A new Memorandum of Understanding recently signed between Pheasants Forever, Blue Forest, and the U.S. Forest Service sets the stage for meaningful conservation work across Montana’s Bitterroot Valley through 2028. Starting later this summer, Pheasants Forever and the Bitterroot National Forest will begin implementation in the Nez/Mud area of the Mud Creek Project, a 16,933-acre restoration plan to improve forest health, reduce fuel loads, and contribute to watershed/habitat improvement in southwest Montana. While work is being implemented, the partnership is working to develop new financial solutions that will allow them to implement future forest health and fire risk reductions much more quickly.

Located in the Rocky Mountains, the Bitterroot National Forest/Mud Creek project was selected for restoration efforts due to a current, unhealthy forest system. Overstocked with small trees and brush due to fire suppression and a decline in active, sustainable forest management, the region’s communities, infrastructure, and wildlife are at significant risk for wildfire. Recognizing community safety and forest health are intertwined, public and private stakeholders are acting together to reduce wildfire risk, protect communities, and improve wildlife habitat at a pace and scale never witnessed before in Montana.
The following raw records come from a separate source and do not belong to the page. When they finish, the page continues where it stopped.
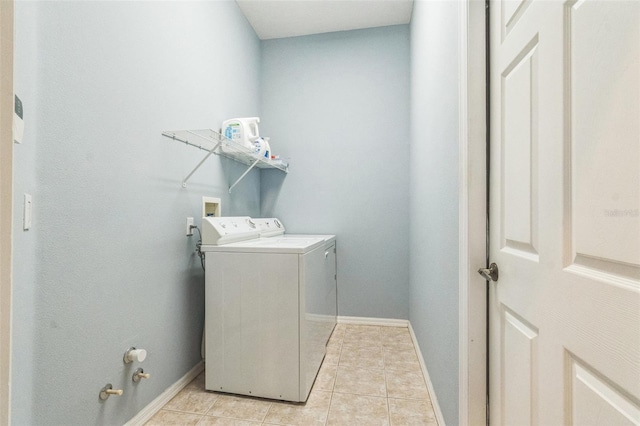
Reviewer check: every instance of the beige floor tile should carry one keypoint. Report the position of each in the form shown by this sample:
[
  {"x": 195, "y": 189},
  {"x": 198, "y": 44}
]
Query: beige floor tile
[
  {"x": 192, "y": 400},
  {"x": 405, "y": 412},
  {"x": 340, "y": 327},
  {"x": 313, "y": 412},
  {"x": 406, "y": 384},
  {"x": 360, "y": 333},
  {"x": 404, "y": 359},
  {"x": 360, "y": 381},
  {"x": 398, "y": 338},
  {"x": 166, "y": 417},
  {"x": 363, "y": 357},
  {"x": 241, "y": 408},
  {"x": 326, "y": 377},
  {"x": 333, "y": 355},
  {"x": 223, "y": 421},
  {"x": 350, "y": 410},
  {"x": 338, "y": 334}
]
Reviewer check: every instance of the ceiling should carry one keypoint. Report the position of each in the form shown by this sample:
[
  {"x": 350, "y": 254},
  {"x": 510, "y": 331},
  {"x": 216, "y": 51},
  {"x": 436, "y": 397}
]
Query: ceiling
[{"x": 290, "y": 18}]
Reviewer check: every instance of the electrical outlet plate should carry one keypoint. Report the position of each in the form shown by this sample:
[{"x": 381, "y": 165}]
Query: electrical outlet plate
[{"x": 189, "y": 223}]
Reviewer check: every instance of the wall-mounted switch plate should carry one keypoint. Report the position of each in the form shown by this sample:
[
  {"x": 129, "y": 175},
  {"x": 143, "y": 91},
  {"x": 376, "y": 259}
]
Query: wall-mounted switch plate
[
  {"x": 189, "y": 223},
  {"x": 27, "y": 212}
]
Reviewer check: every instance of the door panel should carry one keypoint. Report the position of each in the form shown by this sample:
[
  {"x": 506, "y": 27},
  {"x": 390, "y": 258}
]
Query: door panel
[{"x": 565, "y": 212}]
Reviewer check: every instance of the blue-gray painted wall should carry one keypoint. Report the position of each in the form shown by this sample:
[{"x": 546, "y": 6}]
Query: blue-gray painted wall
[
  {"x": 337, "y": 105},
  {"x": 107, "y": 264},
  {"x": 433, "y": 303}
]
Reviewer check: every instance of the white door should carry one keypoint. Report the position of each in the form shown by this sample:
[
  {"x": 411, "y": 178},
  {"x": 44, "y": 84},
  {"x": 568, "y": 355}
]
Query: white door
[{"x": 565, "y": 212}]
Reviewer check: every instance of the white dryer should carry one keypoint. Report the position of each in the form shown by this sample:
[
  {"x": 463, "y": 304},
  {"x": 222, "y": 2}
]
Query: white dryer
[
  {"x": 261, "y": 310},
  {"x": 324, "y": 310}
]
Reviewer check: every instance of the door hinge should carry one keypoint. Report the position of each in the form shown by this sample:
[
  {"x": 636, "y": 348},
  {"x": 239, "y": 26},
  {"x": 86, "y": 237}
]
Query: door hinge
[{"x": 491, "y": 273}]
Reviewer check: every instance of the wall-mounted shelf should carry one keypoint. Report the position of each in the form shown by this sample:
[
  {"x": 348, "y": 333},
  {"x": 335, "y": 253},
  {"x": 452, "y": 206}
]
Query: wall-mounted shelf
[{"x": 214, "y": 143}]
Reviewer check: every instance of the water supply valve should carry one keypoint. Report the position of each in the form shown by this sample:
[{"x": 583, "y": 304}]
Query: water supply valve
[
  {"x": 108, "y": 390},
  {"x": 139, "y": 374},
  {"x": 133, "y": 354}
]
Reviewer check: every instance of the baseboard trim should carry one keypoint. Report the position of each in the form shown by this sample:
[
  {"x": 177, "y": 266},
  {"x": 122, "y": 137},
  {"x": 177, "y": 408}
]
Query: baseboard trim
[
  {"x": 385, "y": 322},
  {"x": 423, "y": 366},
  {"x": 154, "y": 406}
]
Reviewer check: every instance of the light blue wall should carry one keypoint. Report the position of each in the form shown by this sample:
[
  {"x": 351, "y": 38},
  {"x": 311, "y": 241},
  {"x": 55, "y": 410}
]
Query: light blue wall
[
  {"x": 433, "y": 307},
  {"x": 107, "y": 264},
  {"x": 338, "y": 105}
]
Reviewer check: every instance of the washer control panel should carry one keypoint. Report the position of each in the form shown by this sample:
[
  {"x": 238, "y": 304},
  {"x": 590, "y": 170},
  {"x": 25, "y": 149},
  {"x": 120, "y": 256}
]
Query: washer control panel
[
  {"x": 218, "y": 231},
  {"x": 269, "y": 227}
]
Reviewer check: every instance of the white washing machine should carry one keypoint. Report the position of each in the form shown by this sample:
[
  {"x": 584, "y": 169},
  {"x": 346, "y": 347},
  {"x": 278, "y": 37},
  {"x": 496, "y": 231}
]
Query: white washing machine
[{"x": 266, "y": 318}]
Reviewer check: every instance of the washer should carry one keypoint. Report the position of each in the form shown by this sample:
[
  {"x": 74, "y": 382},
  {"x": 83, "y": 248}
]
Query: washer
[{"x": 267, "y": 321}]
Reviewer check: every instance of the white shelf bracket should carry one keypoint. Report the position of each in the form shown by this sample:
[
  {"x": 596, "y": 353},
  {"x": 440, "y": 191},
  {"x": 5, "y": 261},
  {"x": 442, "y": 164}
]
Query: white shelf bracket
[{"x": 243, "y": 175}]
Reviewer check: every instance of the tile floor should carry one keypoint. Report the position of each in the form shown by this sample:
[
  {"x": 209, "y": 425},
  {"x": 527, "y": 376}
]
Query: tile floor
[{"x": 370, "y": 376}]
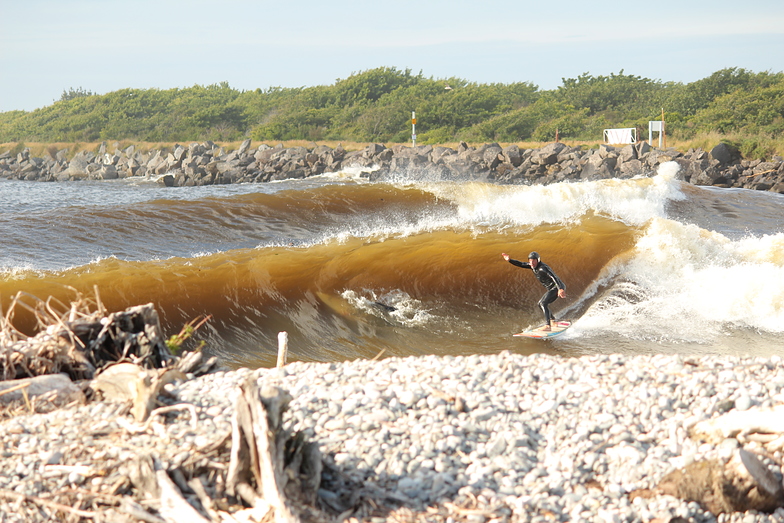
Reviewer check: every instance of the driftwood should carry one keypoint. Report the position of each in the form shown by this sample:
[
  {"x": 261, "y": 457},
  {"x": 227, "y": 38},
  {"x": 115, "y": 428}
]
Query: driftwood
[
  {"x": 56, "y": 388},
  {"x": 258, "y": 471},
  {"x": 79, "y": 341},
  {"x": 129, "y": 382},
  {"x": 742, "y": 424},
  {"x": 741, "y": 484},
  {"x": 124, "y": 352},
  {"x": 275, "y": 473}
]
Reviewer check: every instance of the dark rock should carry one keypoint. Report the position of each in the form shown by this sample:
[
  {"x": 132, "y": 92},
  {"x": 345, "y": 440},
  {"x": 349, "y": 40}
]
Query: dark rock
[
  {"x": 548, "y": 154},
  {"x": 725, "y": 153}
]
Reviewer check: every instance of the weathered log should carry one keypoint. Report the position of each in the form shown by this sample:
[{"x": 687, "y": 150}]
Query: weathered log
[
  {"x": 741, "y": 422},
  {"x": 130, "y": 382},
  {"x": 741, "y": 484},
  {"x": 56, "y": 388},
  {"x": 269, "y": 468}
]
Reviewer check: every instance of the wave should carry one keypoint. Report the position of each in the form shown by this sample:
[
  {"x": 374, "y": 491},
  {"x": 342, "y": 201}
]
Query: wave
[{"x": 351, "y": 269}]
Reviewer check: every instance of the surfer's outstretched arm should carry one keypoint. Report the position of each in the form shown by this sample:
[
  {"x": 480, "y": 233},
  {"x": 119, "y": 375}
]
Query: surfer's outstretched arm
[{"x": 516, "y": 263}]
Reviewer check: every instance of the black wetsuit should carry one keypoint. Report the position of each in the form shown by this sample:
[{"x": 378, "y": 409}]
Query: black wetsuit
[{"x": 546, "y": 277}]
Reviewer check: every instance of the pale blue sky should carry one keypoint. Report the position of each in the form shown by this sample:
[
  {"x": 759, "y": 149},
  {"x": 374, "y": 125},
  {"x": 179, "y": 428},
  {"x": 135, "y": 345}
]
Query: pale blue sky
[{"x": 48, "y": 46}]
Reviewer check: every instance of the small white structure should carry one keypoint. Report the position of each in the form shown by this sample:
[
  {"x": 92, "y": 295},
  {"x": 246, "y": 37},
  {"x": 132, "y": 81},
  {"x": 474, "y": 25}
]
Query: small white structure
[
  {"x": 656, "y": 126},
  {"x": 616, "y": 136}
]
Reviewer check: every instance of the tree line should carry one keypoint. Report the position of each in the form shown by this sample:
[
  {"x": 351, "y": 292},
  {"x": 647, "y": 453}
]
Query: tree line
[{"x": 376, "y": 105}]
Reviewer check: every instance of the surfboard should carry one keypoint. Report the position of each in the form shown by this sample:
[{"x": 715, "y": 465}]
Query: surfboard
[{"x": 538, "y": 333}]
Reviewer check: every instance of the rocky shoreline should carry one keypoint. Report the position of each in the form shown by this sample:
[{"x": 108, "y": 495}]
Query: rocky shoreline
[
  {"x": 207, "y": 163},
  {"x": 476, "y": 439}
]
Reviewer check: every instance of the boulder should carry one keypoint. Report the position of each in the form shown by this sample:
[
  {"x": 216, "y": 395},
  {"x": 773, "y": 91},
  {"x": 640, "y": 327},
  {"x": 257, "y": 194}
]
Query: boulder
[
  {"x": 244, "y": 147},
  {"x": 725, "y": 153},
  {"x": 548, "y": 154}
]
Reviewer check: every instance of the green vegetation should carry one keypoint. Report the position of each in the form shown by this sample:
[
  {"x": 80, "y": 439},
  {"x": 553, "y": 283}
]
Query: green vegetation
[{"x": 733, "y": 104}]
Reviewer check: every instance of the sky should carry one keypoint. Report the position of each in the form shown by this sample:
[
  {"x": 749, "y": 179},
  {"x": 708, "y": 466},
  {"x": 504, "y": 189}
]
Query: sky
[{"x": 50, "y": 46}]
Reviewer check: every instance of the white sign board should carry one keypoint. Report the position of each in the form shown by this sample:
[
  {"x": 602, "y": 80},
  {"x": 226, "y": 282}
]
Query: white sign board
[{"x": 616, "y": 136}]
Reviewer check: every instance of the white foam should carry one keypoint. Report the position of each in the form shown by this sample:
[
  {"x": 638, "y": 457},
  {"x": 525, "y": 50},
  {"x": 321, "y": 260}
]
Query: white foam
[
  {"x": 683, "y": 283},
  {"x": 632, "y": 201}
]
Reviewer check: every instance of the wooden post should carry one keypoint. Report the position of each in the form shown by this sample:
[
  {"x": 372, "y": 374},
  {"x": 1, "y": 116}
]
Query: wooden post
[
  {"x": 664, "y": 138},
  {"x": 283, "y": 347}
]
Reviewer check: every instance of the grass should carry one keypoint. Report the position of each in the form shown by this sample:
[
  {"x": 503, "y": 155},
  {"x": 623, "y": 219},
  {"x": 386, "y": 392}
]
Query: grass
[{"x": 752, "y": 147}]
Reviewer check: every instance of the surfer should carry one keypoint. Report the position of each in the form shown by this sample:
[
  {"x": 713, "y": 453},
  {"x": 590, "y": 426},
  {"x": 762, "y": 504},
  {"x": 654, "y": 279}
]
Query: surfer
[{"x": 546, "y": 276}]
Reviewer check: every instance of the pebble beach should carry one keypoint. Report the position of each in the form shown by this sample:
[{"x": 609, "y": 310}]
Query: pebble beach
[{"x": 535, "y": 438}]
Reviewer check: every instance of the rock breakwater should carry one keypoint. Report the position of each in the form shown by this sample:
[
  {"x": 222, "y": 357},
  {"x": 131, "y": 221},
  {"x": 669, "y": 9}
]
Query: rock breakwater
[{"x": 207, "y": 163}]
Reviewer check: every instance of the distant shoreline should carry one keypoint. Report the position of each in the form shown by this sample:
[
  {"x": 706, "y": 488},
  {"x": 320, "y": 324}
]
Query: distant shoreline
[{"x": 208, "y": 163}]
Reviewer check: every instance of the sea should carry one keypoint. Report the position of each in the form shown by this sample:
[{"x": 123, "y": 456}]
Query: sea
[{"x": 407, "y": 266}]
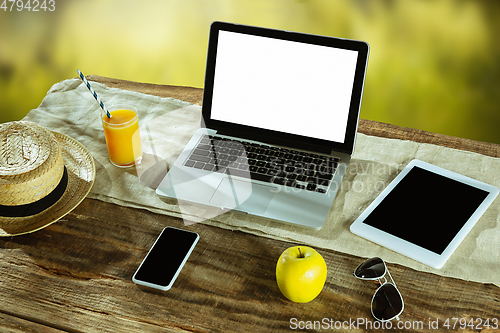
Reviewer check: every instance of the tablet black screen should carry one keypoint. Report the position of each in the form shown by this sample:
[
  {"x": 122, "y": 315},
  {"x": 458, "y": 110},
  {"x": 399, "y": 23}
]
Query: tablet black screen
[{"x": 426, "y": 209}]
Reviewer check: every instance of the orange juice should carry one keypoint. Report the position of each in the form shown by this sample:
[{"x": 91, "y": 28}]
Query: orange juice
[{"x": 122, "y": 136}]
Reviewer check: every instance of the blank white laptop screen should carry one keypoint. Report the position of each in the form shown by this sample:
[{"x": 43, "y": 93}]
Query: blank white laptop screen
[{"x": 284, "y": 86}]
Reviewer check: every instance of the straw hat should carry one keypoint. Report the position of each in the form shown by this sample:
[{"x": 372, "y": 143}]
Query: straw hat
[{"x": 43, "y": 176}]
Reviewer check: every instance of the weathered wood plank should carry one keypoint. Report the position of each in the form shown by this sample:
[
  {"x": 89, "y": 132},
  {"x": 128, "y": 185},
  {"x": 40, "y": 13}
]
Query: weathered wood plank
[{"x": 77, "y": 275}]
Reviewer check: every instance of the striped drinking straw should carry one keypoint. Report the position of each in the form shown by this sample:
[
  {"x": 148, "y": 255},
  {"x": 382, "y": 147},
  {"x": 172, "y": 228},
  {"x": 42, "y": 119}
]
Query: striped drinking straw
[{"x": 93, "y": 93}]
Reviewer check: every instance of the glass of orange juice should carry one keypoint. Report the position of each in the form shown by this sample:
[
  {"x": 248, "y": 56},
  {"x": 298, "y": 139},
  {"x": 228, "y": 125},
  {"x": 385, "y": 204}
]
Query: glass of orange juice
[{"x": 122, "y": 135}]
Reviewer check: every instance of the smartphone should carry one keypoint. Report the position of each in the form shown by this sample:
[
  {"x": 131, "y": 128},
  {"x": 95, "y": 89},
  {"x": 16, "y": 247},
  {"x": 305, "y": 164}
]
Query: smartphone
[{"x": 165, "y": 259}]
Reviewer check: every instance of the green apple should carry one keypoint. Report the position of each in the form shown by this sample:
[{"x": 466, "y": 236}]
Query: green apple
[{"x": 301, "y": 273}]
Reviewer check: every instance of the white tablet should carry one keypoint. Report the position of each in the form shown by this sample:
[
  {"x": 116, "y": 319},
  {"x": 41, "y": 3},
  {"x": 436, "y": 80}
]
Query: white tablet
[{"x": 425, "y": 212}]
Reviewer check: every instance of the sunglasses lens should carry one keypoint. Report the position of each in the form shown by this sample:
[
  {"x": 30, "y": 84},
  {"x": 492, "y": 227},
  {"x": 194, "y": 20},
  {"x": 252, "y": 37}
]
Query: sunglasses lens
[
  {"x": 387, "y": 303},
  {"x": 371, "y": 269}
]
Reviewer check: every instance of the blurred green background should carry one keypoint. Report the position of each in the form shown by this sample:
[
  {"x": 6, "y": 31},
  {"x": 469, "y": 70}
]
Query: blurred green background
[{"x": 434, "y": 65}]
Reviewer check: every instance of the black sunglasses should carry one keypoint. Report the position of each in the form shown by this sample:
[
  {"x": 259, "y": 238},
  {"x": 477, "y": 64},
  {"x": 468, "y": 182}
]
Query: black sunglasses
[{"x": 387, "y": 302}]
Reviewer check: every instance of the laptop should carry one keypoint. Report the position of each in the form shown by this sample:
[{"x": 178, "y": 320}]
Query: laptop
[{"x": 279, "y": 120}]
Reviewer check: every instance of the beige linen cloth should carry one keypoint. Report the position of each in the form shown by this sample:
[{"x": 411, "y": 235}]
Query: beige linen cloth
[{"x": 167, "y": 125}]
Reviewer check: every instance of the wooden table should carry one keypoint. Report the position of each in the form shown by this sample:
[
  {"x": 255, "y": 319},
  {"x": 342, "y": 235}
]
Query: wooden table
[{"x": 75, "y": 275}]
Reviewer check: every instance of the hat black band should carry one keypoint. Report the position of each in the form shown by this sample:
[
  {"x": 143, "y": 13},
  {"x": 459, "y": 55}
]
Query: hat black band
[{"x": 39, "y": 205}]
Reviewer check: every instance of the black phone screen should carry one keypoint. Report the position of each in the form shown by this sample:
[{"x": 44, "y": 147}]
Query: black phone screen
[{"x": 166, "y": 257}]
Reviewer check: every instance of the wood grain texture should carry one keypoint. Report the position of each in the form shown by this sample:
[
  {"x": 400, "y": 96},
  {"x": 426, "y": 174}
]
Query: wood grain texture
[{"x": 76, "y": 276}]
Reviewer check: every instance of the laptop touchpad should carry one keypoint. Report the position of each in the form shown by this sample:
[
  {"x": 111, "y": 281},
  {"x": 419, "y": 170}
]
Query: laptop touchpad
[{"x": 243, "y": 195}]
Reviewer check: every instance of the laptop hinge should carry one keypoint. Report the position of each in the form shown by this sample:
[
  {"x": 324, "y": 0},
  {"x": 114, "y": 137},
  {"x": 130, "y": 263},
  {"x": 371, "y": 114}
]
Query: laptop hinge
[{"x": 279, "y": 142}]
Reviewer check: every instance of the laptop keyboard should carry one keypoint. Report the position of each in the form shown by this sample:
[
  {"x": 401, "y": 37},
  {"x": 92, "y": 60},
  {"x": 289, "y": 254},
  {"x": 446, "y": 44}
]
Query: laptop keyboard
[{"x": 301, "y": 170}]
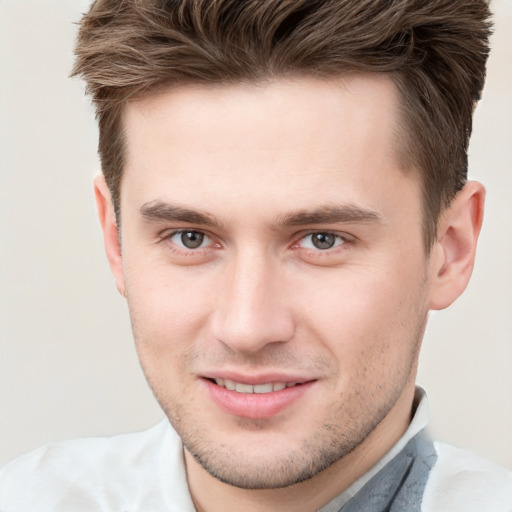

“By implementing forest management efforts at this scale, Pheasants Forever and its partners can safeguard communities from the threat of catastrophic wildfire events while helping grow world-class wildlife populations and robust outdoor opportunities - a winning proposition for southwest Montana,” said Michael Brown, Manager of Innovative Finance for Pheasants Forever and Quail Forever and an implementation partner of the Mud Creek Project. “In terms of forest management, the positive implications this project has for forest grouse, mule deer, elk, native trout, bighorn sheep, and other regionally sensitive species will be tangible.” 

The MOU is the first step the partners are taking to explore how conservation finance can accelerate restoration work on this landscape. Conservation finance tools, like the Forest Resilience Bond, provide upfront funding to tackle the cost of restoration now, avoid greater costs of inaction, and accelerate the pace and scale of forest management and riverscape restoration projects.

Restoration activities in the Mud Creek Project include:

  • Flat Basin Timber Sale: 1,278 acres of commercial treatment  
  • Mechanical Stewardship Contracts: 4,365 acres of treatment, including thinning and/or hand piling and pile burning     
  • Non-Commercial: Up to 6,435 acres of thinning and/or hand piling and pile burning
  • Prescribed Fire: Up to 13,800 acres of low intensity and mixed severity  

While this MOU specifically includes three parties, the cross-boundary work is made possible by strong local partnerships of many entities at the federal, state and local levels with partners from the Forest Service Region 1 Partnership office, the Bitterroot National Forest, Montana Department of Natural Resources & Conservation, and the Bitter Root Resource Conservation & Development, Natural Resources Conservation Service, Ravalli County, and private landowners.